Automate cooking inquiries about recipes, ingredients, substitutions, and cooking techniques.

📊 Healthy Eating

Track nutrition goals and analyze eating patterns to optimize healthy cooking habits.

📱 Mobile First Cooking

Provide a premium, app-like experience for accessing recipes and cooking tips on smartphones.

🛒 Shopping Lists

Generate shopping lists from recipes with price estimation and ingredient tracking.

💬 Support

For support, questions, or more projects:

📄 License

This project is provided as-is for educational and development purposes.

MIT License - See LICENSE file for details.

📂 Demo Folder Structure

The demo/ folder contains demonstration and documentation files for this project.

demo/ ├── index.html # This comprehensive documentation page ├── demo.html # Interactive demo interface for testing Claude chatbot ├── style.css # CSS styling for documentation and demo └── script.js # JavaScript for scroll, navigation, and interactions
Try Interactive Demo

📄 Demo Files Description

📄 index.html

Purpose: Comprehensive project documentation and information page.
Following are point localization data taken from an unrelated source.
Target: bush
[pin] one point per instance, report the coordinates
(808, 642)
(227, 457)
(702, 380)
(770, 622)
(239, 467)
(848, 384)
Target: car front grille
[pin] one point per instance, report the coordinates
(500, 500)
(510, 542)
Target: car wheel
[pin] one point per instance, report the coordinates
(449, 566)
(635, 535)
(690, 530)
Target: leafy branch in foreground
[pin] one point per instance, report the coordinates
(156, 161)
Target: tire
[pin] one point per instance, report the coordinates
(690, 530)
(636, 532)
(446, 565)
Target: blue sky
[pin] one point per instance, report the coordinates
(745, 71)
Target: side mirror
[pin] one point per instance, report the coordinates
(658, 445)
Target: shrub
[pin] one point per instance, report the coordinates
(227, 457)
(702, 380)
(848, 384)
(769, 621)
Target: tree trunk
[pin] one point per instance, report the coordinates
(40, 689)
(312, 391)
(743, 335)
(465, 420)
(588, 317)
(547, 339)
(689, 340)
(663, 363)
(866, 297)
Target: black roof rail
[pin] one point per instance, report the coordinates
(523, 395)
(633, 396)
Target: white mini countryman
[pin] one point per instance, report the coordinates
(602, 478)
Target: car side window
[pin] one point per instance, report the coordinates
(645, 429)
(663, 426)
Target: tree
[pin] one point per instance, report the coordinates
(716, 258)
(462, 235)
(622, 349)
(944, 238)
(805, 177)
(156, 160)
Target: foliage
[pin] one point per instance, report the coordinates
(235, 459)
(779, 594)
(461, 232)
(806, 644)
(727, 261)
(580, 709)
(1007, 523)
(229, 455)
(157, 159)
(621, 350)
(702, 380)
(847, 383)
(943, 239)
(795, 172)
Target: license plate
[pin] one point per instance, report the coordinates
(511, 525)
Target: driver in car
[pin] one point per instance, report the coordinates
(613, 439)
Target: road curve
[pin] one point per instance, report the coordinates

This HTML file contains all details about the Anthropic Claude Chatbot project.

Contents:

  • Complete project overview
  • All features documentation
  • Installation instructions
  • Usage examples
  • Code examples
  • Claude API integration reference
  • Configuration details
  • Detailed file and folder descriptions
  • Project structure
  • Troubleshooting guide
  • Support information

Features:

  • Self-contained HTML with external CSS
  • Responsive design
  • Modern, beautiful UI
  • Well-organized sections
  • Easy navigation with smooth scrolling

🎨 style.css

Purpose: CSS stylesheet file with modern styling for the documentation page.

Features:

  • Modern gradient backgrounds
  • Responsive design
  • Beautiful typography
  • Smooth animations
  • Sticky navigation
  • Scroll progress bar

📜 script.js

Purpose: JavaScript file with interactive features for the documentation page.

Features:

  • Scroll progress bar
  • Back to top button
  • Smooth scrolling navigation
  • Active navigation highlighting
  • Copy to clipboard functionality

🎮 demo.html

Purpose: Interactive demo interface showcasing the Recipe Assistant Bot's AI features.

Features:

  • Interactive chat interface
  • Sample Recipe Assistant responses
  • Quick action buttons (Recipe suggestions, Substitutions, Tips)
  • Beautiful, responsive UI

Usage: Open demo.html in your browser to try the interactive demo!

💡 About the Demo Folder

The demo/ folder contains demonstration and documentation files for the Anthropic Claude Chatbot project:

  • Documentation: index.html - Comprehensive guide for the Recipe Assistant Bot project
  • Interactive Demo: demo.html - Live preview of the AI Cooking Assistant
  • Styling: style.css - Modern cooking-themed stylesheet
  • Scripts: script.js - Logic for smooth documentation navigation

Note: To view the documentation, open demo/index.html in your browser. To try the interactive demo, open demo.html. Both pages are self-contained and work independently.